The IRS has postponed ticket reseller reporting requirements under Congress’ new tax requirements for e-commerce platforms. It’s the second time the IRS has postponed the new reporting requirement at the 11th hour.
The new tax requirement would see e-commerce platforms like Venmo, eBay, Ticketmaster, and any other online money transfer systems sending tax forms to the IRS and users who transact more than $600 in a single year. The result is that anyone who has sold concert tickets totaling more than $600 won’t get confusing new tax forms to file.
Despite the announced delay for the 2023 tax season, the IRS has its sights set on 2024 for the reporting requirement to finally roll out. It aims to start with a $5,000 threshold—well above the $600 requirement as stipulated by Congress. The IRS says the new two-year phase in will allow it to “address complex administrative challenges” while educating taxpayers as it moves closer toward the $600 limit in the future.

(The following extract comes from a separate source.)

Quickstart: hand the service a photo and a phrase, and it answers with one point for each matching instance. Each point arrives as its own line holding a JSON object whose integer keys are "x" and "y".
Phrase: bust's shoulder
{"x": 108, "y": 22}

For 2023, anyone who received more than $20,000 or more than 200 transactions will receive a 1099-K form from Ticketmaster, StubHub, or any other reseller platform. The IRS says “tax compliance is higher when amounts are subject to information reporting, like the 1099-K.”
This marks the second time the IRS has delayed enforcement of this rule, after delaying in December 2022. At that time, the IRS said it was delaying the rule to “help smooth the transition and ensure clarity for taxpayers, tax professionals, and industry.”
Unfortunately, it looks like things will remain cloudy for another year. Tax rules haven’t changed, since you’re technically required to report a profit. But there won’t be a 1099-K from Ticketmaster to prove you sold those Eras tour tickets for $1,000+ a pop in 2023, either.
The IRS hasn’t disclosed how it reached the $5,000 reporting threshold for 2024 revenue, but many CPA groups supported raising the reporting threshold.